Ian Bremmer, president of the Eurasia Group and author of the book, “The Power of Crisis,” discusses the foreign policy implications of Russia’s invasion of Ukraine, and shares his insights on a series of challenges that are poised to reshape the global order over the next decade.
On seizing the opportunity amid global challenges: “It’s precisely these global crises that give us the impetus and the opportunity to start reforming and rebuilding institutions that are fit for purpose for the 21st century … We’re already seeing that start to happen in the case of Russia and in the case of climate.”
On the repercussions of Russia’s invasion of Ukraine: “The big problem here is that we have entered a new cold war with elements of hot war between the West and Russia. And I think that’s functionally permanent. So, I don’t think we’ll be talking about Ukraine so much in a year’s time. But I think we’re going to be talking about this incredible danger of a Russia that will be facing the same kind of economic damage that Iran has, because it will be made into a pariah for the G7. And yet, unlike Iran, Russia’s got 6,000 nuclear warheads. And they’ve got a big chip on their shoulder in terms of the humiliation, post-Soviet collapse … I think the danger in the next one, two, five, ten years is principally a danger about Russia versus NATO. And how we deal with a Russia that is facing economic collapse, maybe a level of political instability, and a military that is increasingly dysfunctional, not operational. I don’t think that’s stable at all.”
On the future of China’s economy: “I think China’s economy is in far more trouble than ours is, in so many ways … It’s the real estate bubble. It’s the non-performing loans in the corporate sector. It’s six rural banks that are falling apart … I’m not saying that China’s going to fall apart economically. But I think it’s at least plausible that China’s economy, over the next ten years, could fall apart. Now, it’s also plausible, that China, which is today at parity with the United States technologically in every meaningful area except semiconductors, could, over the next ten years, dominate the world in core technologies - in AI, in quantum, in other areas. And by the way, if that happens … China will become a dominant influence in big areas of the global economy. But I think that there are very strong arguments to be made on both sides of that coin. And I fundamentally mistrust people who make huge, long-term bets with confidence on one of those two Chinese outcomes. I just think there’s no way for us to know that right now.”

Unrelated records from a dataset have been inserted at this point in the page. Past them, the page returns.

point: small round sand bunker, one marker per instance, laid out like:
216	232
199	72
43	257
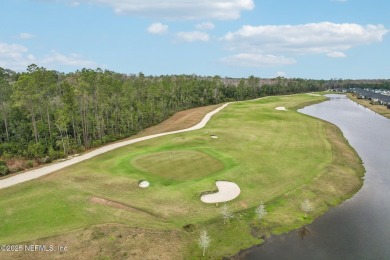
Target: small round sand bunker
226	191
143	184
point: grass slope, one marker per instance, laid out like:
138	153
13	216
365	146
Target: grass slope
277	157
380	109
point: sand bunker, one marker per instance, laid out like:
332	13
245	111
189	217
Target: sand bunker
226	191
144	184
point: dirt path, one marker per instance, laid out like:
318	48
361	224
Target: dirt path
39	172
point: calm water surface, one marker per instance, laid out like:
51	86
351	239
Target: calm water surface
359	228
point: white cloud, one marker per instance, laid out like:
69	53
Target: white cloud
26	36
179	9
205	26
16	57
336	54
271	44
257	60
193	36
73	60
323	37
158	28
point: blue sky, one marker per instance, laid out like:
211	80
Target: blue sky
320	39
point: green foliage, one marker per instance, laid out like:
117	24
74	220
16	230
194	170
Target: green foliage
4	170
35	150
43	110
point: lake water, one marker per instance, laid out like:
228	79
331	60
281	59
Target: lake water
359	228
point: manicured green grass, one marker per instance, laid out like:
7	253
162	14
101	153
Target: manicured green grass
276	157
178	165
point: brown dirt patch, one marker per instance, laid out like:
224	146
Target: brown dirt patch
180	120
118	205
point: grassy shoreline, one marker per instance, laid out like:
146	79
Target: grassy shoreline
297	157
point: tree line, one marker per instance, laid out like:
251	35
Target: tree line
46	114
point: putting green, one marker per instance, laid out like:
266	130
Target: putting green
180	165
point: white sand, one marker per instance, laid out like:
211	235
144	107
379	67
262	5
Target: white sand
39	172
144	184
226	191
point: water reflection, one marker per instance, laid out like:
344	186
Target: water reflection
360	227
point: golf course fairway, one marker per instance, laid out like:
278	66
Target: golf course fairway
97	210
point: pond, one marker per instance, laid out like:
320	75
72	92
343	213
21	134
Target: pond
359	228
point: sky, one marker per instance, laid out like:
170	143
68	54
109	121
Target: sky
316	39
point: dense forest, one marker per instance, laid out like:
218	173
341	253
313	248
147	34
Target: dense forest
47	115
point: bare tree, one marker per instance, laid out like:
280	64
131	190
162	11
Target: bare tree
307	207
261	211
226	213
204	241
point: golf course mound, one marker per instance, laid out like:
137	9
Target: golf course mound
227	191
180	165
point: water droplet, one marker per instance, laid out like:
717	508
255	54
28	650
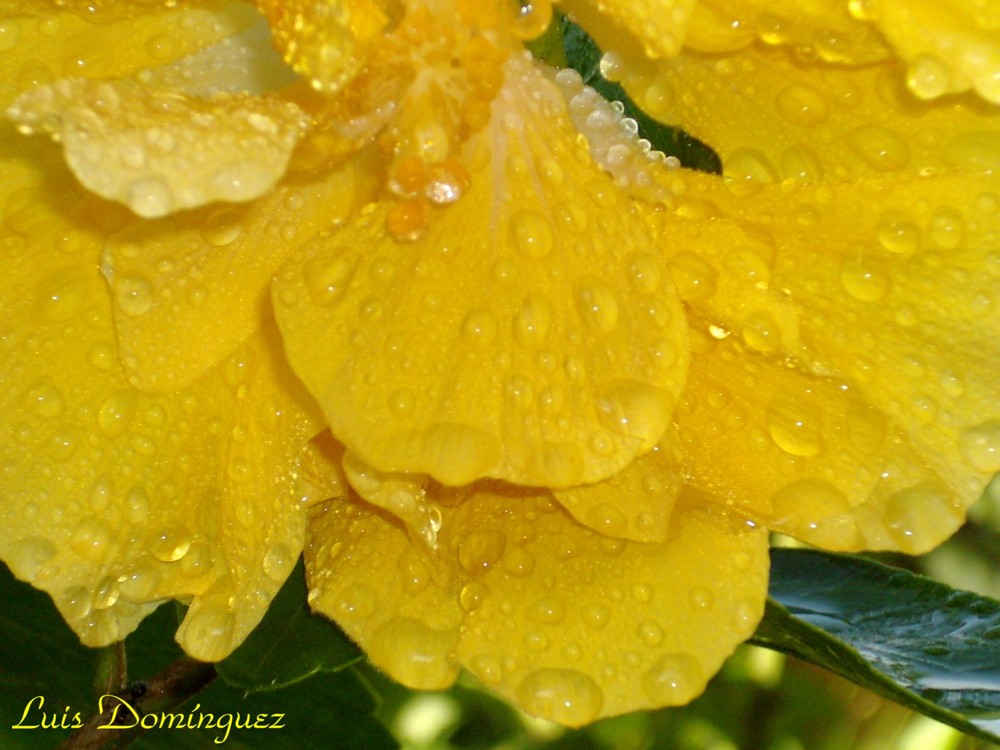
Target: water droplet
530	233
134	295
532	320
92	539
596	616
44	400
548	610
171	544
278	562
816	512
357	600
480	327
597	305
481	550
328	278
881	149
117	412
673	680
864	277
795	425
565	696
761	333
928	77
981	446
140	584
802	105
414	653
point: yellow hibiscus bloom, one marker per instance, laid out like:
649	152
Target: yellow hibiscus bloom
528	396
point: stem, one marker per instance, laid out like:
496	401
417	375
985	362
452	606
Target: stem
171	688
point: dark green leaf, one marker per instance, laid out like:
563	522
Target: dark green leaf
323	711
41	658
582	54
913	640
289	645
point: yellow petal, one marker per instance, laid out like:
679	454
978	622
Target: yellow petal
325	42
529	334
635	503
829	30
877	422
41	43
115	500
189	287
159	151
949	46
658	25
569	624
789	121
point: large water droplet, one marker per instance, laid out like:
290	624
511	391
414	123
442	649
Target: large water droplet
565	696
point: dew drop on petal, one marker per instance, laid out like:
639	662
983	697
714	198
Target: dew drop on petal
565	696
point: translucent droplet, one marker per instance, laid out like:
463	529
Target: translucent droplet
134	295
116	413
597	305
795	425
565	696
481	550
171	544
548	610
530	233
673	680
981	446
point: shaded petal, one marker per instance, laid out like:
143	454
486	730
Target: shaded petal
528	334
190	287
949	46
114	500
789	121
160	151
325	42
41	43
569	624
881	405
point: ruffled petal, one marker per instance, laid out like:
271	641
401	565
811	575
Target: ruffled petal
325	42
190	287
789	121
528	334
115	500
41	41
160	151
869	416
567	623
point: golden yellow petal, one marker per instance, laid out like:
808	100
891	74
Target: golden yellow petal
635	503
160	151
828	30
115	500
325	42
41	43
189	287
785	121
948	46
569	624
528	334
875	422
658	25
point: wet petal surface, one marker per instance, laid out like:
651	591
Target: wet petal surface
528	332
568	623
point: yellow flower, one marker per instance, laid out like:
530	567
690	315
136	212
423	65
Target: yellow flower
528	397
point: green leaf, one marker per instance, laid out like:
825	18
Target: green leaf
41	658
909	638
579	52
326	710
289	645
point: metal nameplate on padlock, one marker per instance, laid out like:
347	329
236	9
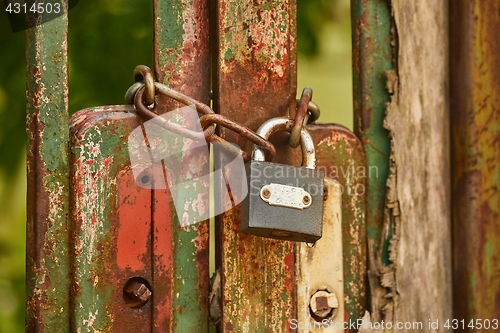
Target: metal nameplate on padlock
285	196
284	201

On younger generations reshaping the global order: “You look at people under 21 years old, in the world, 90 percent of them are from developing countries. We’ve never lived in a world like that before. And they’re educated. And they’re increasingly online. And they’re connected. So, what kind of a world are you going to have when 90 percent of your brainpower, your human capital, increasingly, a lot of your entrepreneurs, have the priorities that are being set and the cultural background being set in countries that are fundamentally poor and feel agitated? I mean, we’ve gone through this in the developed world with this internal populism inside our country saying, ‘We don’t trust these elites and this establishment.’ But that’s very different when you see that on a global scale. And that’s about to happen on a global scale.”